Tokarczuk described using an LLM for creative brainstorming and research during her latest novel, then denied it was more than research use.
Key Takeaways
At a Poznań event, Tokarczuk said she asked an LLM for period-accurate song titles and used it to develop plot directions.
She purchased the highest-tier version of an unnamed language model, calling it an “unbelievable” advantage for literary fiction.
Her stated rationale: literary thinking is associative and broad, making writers better LLM collaborators than narrow academic thinkers.
She later issued a statement via publisher Riverhead to Lit Hub denying AI use beyond research, walking back the stronger creative-process framing.
She also said her current project will be her last, citing reader disinterest in complex literary work.
Hacker News Comment Review
Consensus view: what she originally described, using LLMs for research and brainstorming, is unremarkable and equivalent to how writers previously used Google.

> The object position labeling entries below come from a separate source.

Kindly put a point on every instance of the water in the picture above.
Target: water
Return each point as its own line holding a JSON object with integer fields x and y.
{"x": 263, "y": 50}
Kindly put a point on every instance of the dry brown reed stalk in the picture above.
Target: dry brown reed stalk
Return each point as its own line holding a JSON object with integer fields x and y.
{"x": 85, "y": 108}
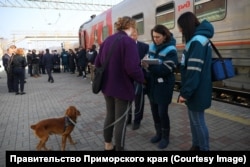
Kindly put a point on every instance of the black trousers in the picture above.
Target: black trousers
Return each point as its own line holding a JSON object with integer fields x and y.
{"x": 48, "y": 69}
{"x": 10, "y": 81}
{"x": 138, "y": 104}
{"x": 18, "y": 79}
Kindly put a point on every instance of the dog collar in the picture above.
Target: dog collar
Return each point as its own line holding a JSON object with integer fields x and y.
{"x": 69, "y": 121}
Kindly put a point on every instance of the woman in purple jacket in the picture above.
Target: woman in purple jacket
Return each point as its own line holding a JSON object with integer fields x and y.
{"x": 120, "y": 73}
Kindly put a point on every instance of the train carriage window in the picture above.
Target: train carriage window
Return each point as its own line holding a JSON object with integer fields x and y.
{"x": 104, "y": 32}
{"x": 165, "y": 15}
{"x": 211, "y": 10}
{"x": 139, "y": 23}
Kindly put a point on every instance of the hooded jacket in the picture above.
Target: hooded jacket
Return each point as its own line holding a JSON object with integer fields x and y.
{"x": 196, "y": 84}
{"x": 123, "y": 67}
{"x": 160, "y": 77}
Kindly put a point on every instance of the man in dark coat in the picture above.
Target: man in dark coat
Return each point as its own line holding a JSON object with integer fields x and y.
{"x": 48, "y": 61}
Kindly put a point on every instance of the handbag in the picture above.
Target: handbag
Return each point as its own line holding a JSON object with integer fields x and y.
{"x": 222, "y": 68}
{"x": 99, "y": 71}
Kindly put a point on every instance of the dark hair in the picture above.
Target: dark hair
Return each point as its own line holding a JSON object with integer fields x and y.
{"x": 124, "y": 23}
{"x": 161, "y": 29}
{"x": 188, "y": 23}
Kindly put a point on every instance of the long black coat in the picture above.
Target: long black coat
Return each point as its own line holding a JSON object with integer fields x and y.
{"x": 48, "y": 60}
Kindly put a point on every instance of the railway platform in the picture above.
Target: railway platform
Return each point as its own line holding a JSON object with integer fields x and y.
{"x": 229, "y": 125}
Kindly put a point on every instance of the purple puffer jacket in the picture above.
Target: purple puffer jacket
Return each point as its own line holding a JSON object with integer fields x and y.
{"x": 123, "y": 67}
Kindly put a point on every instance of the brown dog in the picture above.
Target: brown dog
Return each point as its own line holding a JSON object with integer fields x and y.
{"x": 62, "y": 126}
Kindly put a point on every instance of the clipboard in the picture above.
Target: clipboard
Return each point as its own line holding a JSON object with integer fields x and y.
{"x": 151, "y": 61}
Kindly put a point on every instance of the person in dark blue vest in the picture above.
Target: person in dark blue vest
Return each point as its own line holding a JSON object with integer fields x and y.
{"x": 196, "y": 83}
{"x": 6, "y": 62}
{"x": 65, "y": 60}
{"x": 48, "y": 61}
{"x": 161, "y": 81}
{"x": 139, "y": 88}
{"x": 82, "y": 62}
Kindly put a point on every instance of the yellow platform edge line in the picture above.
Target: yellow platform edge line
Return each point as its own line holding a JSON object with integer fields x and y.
{"x": 234, "y": 118}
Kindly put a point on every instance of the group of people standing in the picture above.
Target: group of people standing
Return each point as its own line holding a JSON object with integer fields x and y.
{"x": 80, "y": 60}
{"x": 15, "y": 62}
{"x": 129, "y": 76}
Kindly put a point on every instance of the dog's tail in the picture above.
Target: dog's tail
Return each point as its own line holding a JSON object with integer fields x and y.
{"x": 33, "y": 127}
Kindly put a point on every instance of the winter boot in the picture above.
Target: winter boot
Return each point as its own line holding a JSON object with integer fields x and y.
{"x": 164, "y": 139}
{"x": 157, "y": 137}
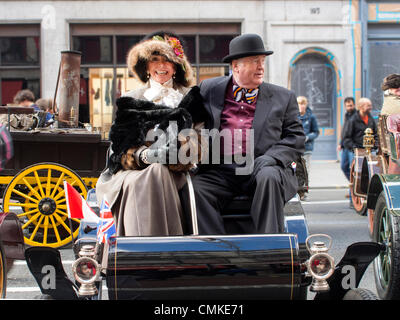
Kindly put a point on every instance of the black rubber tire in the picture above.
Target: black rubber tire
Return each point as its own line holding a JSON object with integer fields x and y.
{"x": 387, "y": 274}
{"x": 3, "y": 273}
{"x": 360, "y": 294}
{"x": 359, "y": 203}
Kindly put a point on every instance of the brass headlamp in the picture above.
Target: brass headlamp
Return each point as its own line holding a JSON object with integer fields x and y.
{"x": 320, "y": 265}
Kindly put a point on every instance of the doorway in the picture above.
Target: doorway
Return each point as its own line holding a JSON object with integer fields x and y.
{"x": 314, "y": 76}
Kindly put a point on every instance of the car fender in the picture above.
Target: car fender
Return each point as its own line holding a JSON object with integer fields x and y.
{"x": 11, "y": 236}
{"x": 390, "y": 185}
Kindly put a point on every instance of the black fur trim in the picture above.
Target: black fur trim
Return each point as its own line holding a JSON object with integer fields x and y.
{"x": 134, "y": 118}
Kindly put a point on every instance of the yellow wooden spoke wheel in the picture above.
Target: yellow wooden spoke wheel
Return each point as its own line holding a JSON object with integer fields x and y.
{"x": 36, "y": 195}
{"x": 3, "y": 273}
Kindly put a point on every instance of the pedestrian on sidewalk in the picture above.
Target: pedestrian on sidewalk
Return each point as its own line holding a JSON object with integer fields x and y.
{"x": 354, "y": 130}
{"x": 358, "y": 123}
{"x": 311, "y": 130}
{"x": 346, "y": 157}
{"x": 391, "y": 98}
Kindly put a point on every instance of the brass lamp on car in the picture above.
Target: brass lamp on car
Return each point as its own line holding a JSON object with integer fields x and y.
{"x": 368, "y": 140}
{"x": 320, "y": 265}
{"x": 86, "y": 271}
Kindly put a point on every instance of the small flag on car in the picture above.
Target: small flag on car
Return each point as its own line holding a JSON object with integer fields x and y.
{"x": 293, "y": 165}
{"x": 77, "y": 207}
{"x": 106, "y": 226}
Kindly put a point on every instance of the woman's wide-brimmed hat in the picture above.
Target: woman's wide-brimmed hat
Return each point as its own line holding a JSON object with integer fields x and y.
{"x": 392, "y": 81}
{"x": 246, "y": 45}
{"x": 167, "y": 45}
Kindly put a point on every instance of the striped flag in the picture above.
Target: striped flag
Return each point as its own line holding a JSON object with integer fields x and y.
{"x": 106, "y": 226}
{"x": 77, "y": 207}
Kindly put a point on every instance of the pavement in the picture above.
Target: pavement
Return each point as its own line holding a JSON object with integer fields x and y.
{"x": 326, "y": 174}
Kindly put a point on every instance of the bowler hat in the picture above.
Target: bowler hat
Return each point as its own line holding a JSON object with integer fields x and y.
{"x": 246, "y": 45}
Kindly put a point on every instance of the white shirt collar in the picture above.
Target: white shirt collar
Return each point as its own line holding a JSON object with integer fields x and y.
{"x": 163, "y": 93}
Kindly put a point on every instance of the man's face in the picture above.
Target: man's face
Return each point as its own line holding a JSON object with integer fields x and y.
{"x": 349, "y": 105}
{"x": 365, "y": 107}
{"x": 302, "y": 107}
{"x": 249, "y": 71}
{"x": 395, "y": 91}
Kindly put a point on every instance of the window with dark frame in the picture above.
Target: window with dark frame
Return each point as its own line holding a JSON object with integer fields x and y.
{"x": 19, "y": 60}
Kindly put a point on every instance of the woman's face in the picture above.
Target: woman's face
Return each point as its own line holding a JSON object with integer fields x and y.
{"x": 160, "y": 69}
{"x": 395, "y": 91}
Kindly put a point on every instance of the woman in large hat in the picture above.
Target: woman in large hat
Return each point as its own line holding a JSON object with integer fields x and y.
{"x": 141, "y": 190}
{"x": 391, "y": 98}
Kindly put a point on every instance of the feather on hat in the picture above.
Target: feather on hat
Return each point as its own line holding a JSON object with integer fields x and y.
{"x": 165, "y": 45}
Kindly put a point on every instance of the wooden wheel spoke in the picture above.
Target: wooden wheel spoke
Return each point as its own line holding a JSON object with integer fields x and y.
{"x": 31, "y": 188}
{"x": 24, "y": 214}
{"x": 33, "y": 218}
{"x": 58, "y": 218}
{"x": 45, "y": 229}
{"x": 59, "y": 195}
{"x": 36, "y": 228}
{"x": 60, "y": 179}
{"x": 39, "y": 183}
{"x": 48, "y": 184}
{"x": 55, "y": 229}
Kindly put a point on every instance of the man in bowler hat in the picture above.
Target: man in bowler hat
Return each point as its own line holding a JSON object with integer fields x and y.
{"x": 244, "y": 103}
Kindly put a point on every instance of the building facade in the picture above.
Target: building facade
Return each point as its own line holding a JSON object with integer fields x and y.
{"x": 325, "y": 50}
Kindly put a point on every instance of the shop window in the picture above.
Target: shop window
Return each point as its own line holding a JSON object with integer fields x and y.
{"x": 19, "y": 51}
{"x": 124, "y": 43}
{"x": 214, "y": 48}
{"x": 95, "y": 50}
{"x": 104, "y": 73}
{"x": 383, "y": 60}
{"x": 19, "y": 62}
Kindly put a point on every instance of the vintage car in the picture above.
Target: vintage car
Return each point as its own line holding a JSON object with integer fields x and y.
{"x": 381, "y": 193}
{"x": 375, "y": 184}
{"x": 12, "y": 246}
{"x": 198, "y": 267}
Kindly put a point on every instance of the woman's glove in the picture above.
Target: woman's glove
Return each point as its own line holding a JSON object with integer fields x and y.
{"x": 155, "y": 155}
{"x": 263, "y": 161}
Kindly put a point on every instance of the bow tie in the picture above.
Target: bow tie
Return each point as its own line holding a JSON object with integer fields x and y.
{"x": 248, "y": 94}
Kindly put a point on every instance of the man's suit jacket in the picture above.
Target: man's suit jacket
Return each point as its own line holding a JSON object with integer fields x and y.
{"x": 277, "y": 130}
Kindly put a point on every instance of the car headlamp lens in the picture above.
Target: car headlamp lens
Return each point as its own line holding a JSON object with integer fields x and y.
{"x": 86, "y": 270}
{"x": 321, "y": 266}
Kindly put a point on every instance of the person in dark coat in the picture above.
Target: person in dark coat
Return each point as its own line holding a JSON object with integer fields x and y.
{"x": 346, "y": 157}
{"x": 347, "y": 154}
{"x": 244, "y": 103}
{"x": 311, "y": 130}
{"x": 358, "y": 123}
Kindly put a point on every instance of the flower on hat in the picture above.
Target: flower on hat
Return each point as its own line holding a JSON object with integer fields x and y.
{"x": 174, "y": 43}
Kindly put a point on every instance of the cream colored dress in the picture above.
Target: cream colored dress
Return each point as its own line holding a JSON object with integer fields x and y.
{"x": 146, "y": 202}
{"x": 391, "y": 104}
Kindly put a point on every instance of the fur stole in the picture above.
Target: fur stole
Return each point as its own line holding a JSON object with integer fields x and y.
{"x": 134, "y": 118}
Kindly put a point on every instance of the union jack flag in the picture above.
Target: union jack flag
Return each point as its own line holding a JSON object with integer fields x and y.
{"x": 106, "y": 226}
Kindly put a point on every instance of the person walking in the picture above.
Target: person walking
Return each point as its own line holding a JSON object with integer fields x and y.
{"x": 358, "y": 123}
{"x": 311, "y": 130}
{"x": 391, "y": 98}
{"x": 346, "y": 156}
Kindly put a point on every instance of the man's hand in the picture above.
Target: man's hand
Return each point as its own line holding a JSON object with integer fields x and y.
{"x": 263, "y": 161}
{"x": 155, "y": 155}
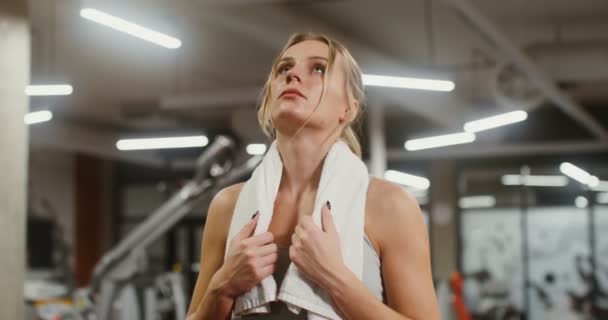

Commenters were skeptical the original framing was scandalous given her pre-LLM Nobel and Man Booker wins; the retraction reinforced that the initial reporting overclaimed.
A minority noted broader context: AI authorship accusations are spreading across literary prizes, including the 2026 Commonwealth Short Story Prize, signaling a sector-wide credibility anxiety.
Notable Comments
@tptacek: “Flights” is a good read; she won her awards years before public LLMs, making the controversy hard to parse.
@bawolff: argues the right frame is judging the work itself, not the tools used to produce it.